Why this article is proposed
Informed consent and bodily autonomy are foundational principles in Canadian medical practice, but they have largely been protected through common law and professional standards rather than entrenched constitutional text. Recent public-health measures have sharpened public interest in formalizing these protections. The article would entrench them in a provincial constitution.
What it would change
Section 1 entrenches informed consent. Section 2 prohibits coercion or discrimination based on refusal of medical treatment, with a narrow public-health exception. Section 3 entrenches conscience protection for health-care practitioners. Section 4 confirms parental authority over minor children's health care, with a court-order exception. Section 5 conditions any emergency override on time limits, legislative review, and proportionality.
The legal basis
Health care delivery is provincial under Constitution Act, 1867 s.92(7) (provincial hospitals) and s.92(16) (matters of a local or private nature). Health professions are regulated provincially. Constitution Act, 1982 s.45 lets Alberta entrench provincial law on these subjects.
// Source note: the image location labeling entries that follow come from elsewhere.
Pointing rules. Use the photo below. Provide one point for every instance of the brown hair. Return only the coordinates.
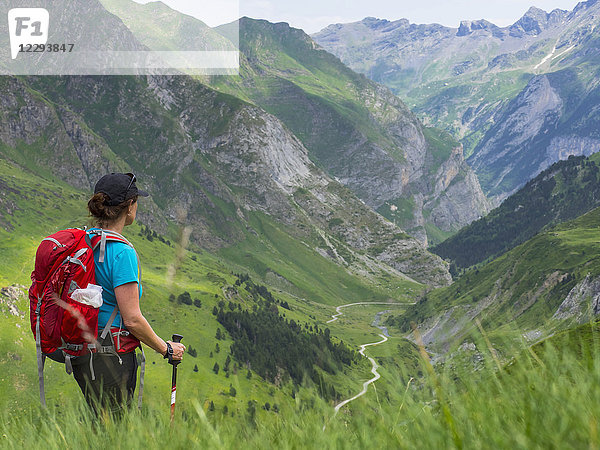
(102, 213)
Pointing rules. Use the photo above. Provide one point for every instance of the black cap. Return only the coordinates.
(119, 187)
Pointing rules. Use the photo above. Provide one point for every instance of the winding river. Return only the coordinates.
(384, 337)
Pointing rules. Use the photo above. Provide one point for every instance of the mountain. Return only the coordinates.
(517, 97)
(548, 283)
(239, 218)
(211, 161)
(563, 192)
(356, 130)
(161, 28)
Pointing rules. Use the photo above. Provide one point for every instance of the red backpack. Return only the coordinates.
(64, 328)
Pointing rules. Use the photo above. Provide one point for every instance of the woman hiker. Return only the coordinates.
(109, 382)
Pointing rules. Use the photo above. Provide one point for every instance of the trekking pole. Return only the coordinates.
(176, 338)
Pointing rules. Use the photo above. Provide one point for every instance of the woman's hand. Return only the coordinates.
(129, 306)
(178, 350)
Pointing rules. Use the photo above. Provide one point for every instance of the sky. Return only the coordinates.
(314, 15)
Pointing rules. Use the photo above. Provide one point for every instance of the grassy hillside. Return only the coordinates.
(563, 192)
(515, 294)
(33, 207)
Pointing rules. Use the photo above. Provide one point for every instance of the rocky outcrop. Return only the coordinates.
(500, 156)
(368, 139)
(583, 302)
(512, 127)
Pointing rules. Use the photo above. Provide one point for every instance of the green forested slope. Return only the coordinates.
(519, 292)
(566, 190)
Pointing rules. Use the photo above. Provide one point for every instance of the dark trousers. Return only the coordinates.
(114, 386)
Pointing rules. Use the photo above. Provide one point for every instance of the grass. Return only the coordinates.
(528, 283)
(549, 400)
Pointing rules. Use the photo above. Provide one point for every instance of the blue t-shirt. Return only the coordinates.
(120, 267)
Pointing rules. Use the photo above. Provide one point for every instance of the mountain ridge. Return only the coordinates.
(468, 84)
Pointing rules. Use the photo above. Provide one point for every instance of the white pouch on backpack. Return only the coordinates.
(91, 295)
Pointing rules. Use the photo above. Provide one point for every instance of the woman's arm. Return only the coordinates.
(129, 307)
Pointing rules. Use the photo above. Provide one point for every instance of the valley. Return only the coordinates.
(384, 234)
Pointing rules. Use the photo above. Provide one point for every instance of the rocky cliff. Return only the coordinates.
(487, 85)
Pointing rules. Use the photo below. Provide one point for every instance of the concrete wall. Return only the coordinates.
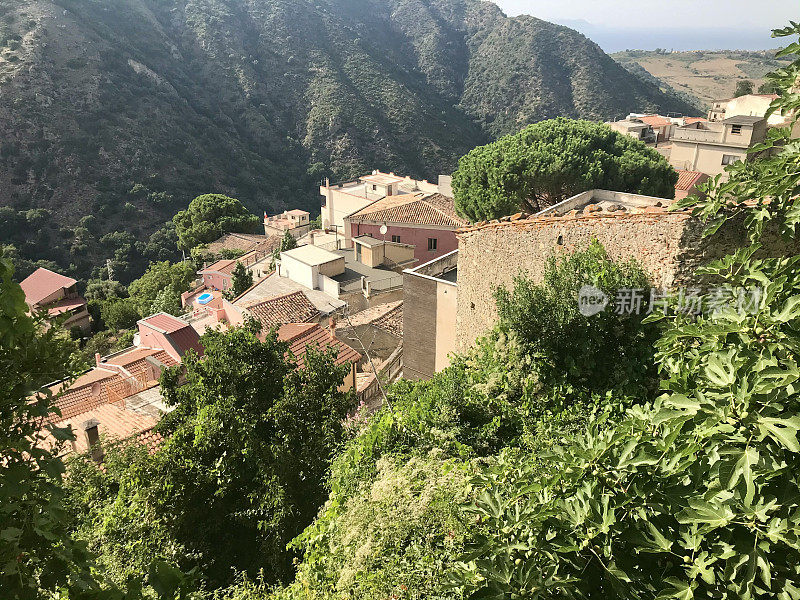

The article cannot bind federally regulated workplaces, federal border measures, or the federal exercise of the criminal-law power (which includes the regulation of certain drugs and procedures).
Open questions
Three questions for Albertans: how to define "clear and imminent harm to others" in Section 2 so that it sets a workable threshold for legitimate public-health measures without being so broad that the right to refuse becomes nominal; how to align Section 4 with the mature minor doctrine recognized in A.C. v. Manitoba; and whether Section 3's conscience protection should include a duty of effective referral, as the College of Physicians and Surgeons of Alberta currently requires.